Translocations involving the TCR genes are among the most common abnormalities in T-cell ALL, whereas TCR gene rearrangements are found at a lower frequency in patients with B-lymphoid markers. T-cell ALL is somewhat peculiar in that the majority of patients do not have a cytogenetically detectable chromosomal abnormality.
Methods of detection of TCR gene rearrangement in ALL includes: PCR, FISH by Break-apart FISH, Flow cytometry, Southern Blot Analysis, Karyotypic analysis, DNA microarray platforms, and Single-Strand Conformational Polymorphism (SSCP).

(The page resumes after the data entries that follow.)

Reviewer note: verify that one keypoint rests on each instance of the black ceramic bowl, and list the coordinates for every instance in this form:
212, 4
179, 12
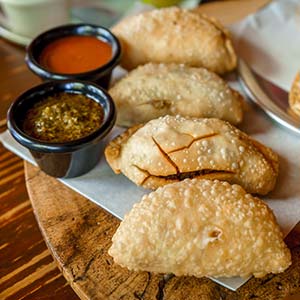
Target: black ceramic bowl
68, 159
100, 75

The present study was done on 40 patients and aimed to detect the alpha/delta receptor (14q11) gene rearrangement by dual color break-apart FISH assay in ALL and its relation to patient outcome and prognosis
All the patients were subjected to complete history, clinical examination and laboratory. Moreover, we have tested the expression of TCRαδ (14q11) gene rearrangements by FISH break apart assay on Peripheral blood or Bone marrow samples at diagnosis of the disease (before starting therapy). Risk assessment and follow up of patients was carried out to detect the outcome of the disease.